10. Oktober 2013

So kann es gehen: Mehrere Ärzte hatten sich zu einem Berufsausübungsgemeinschaft zusammengeschlossen. Einer der beteiligten Ärzte kündigte die Gesellschaft und verließ diese infolgedessen im Herbst 2013. Bis zu diesem Zeitpunkt hat die Berufsausübungsgemeinschaft auch eine Homepage betrieben. Die Webseite wurde extern auf einem Server gehostet und war dort über ein Administratorpasswort zugänglich. Nur mit diesem Passwort konnte die Homepage und die an die Praxispartner vergebenen E-Mail-Adressen verwaltet werden. Der Administrator konnte außerdem neue Mail-Accounts hinzufügen, solche löschen oder deren Inhalte einsehen.

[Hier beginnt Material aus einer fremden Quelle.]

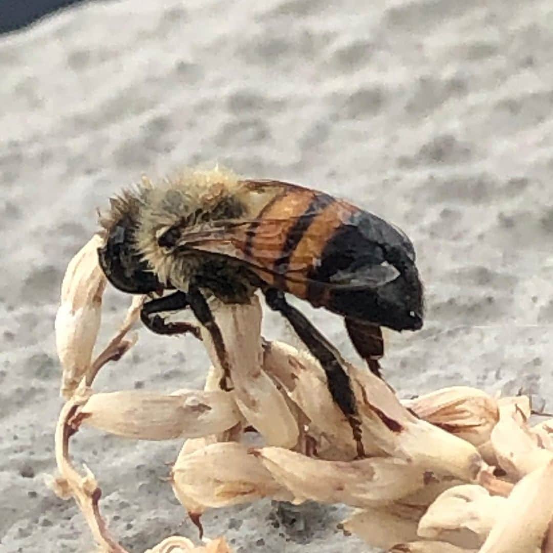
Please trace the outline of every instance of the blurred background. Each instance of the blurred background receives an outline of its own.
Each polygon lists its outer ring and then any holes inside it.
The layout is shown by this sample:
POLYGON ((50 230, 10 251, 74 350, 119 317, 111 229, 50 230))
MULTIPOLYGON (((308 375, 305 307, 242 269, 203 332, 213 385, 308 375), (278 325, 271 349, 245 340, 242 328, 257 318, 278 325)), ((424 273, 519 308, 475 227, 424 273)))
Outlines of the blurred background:
MULTIPOLYGON (((426 316, 420 332, 389 337, 394 388, 523 390, 552 408, 549 0, 61 3, 0 2, 0 30, 12 30, 0 35, 3 551, 90 547, 76 508, 43 484, 61 404, 53 320, 97 208, 143 174, 219 162, 395 223, 415 244, 426 316)), ((109 291, 102 340, 127 301, 109 291)), ((339 319, 301 307, 356 359, 339 319)), ((297 343, 273 314, 265 326, 297 343)), ((98 388, 199 388, 207 362, 191 338, 140 330, 98 388)), ((77 436, 132 551, 196 536, 158 481, 179 447, 77 436)), ((366 551, 336 529, 345 514, 306 505, 288 516, 268 501, 204 524, 238 551, 366 551)))
POLYGON ((75 0, 4 0, 0 3, 0 33, 20 29, 44 15, 75 3, 75 0))

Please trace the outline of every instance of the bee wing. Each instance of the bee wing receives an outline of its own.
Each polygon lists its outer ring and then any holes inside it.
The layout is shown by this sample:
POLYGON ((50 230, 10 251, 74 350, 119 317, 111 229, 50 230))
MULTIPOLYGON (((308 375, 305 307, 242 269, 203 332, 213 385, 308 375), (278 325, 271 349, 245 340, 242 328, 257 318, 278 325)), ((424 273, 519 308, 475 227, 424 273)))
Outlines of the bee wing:
POLYGON ((351 222, 355 209, 336 201, 299 216, 215 221, 208 228, 184 234, 179 243, 240 260, 262 277, 314 280, 330 288, 378 286, 398 274, 384 260, 378 241, 358 232, 351 244, 342 240, 334 248, 331 241, 339 229, 346 233, 356 228, 351 222), (325 263, 331 272, 326 267, 319 270, 325 263))

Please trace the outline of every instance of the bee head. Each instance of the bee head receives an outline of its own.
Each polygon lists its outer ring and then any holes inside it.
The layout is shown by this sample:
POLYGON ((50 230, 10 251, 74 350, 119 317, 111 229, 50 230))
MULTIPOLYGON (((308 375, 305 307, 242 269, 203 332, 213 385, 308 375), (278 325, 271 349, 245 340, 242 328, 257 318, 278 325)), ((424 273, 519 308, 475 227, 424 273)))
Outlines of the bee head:
POLYGON ((98 256, 106 278, 116 288, 129 294, 148 294, 165 286, 135 246, 138 203, 128 195, 112 201, 111 213, 101 220, 106 239, 98 256))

Nachdem nun der Arzt, der die Gesellschaft gekündigt hatte, die Praxis auch verlassen hatte, stellte die anderen Partner fest, dass dieser sämtliche Internetadressen der Praxis auf sich hatte registrieren lassen. Zudem nutzte er das Administratorpasswort, um den ursprünglichen Zugang zur Internetseite zu sperren und die Präsenz mit einem neuen Passwort zu versehen. Die in der Praxis verbliebenen Ärzte hatten damit keinen Zugriff mehr auf ihre Internetpräsenz. Der ausgeschiedenen Arzt nutze das Administratorpasswort zudem dazu, auch Einsicht in E-Mails seiner ehemaligen Partner zu nehmen.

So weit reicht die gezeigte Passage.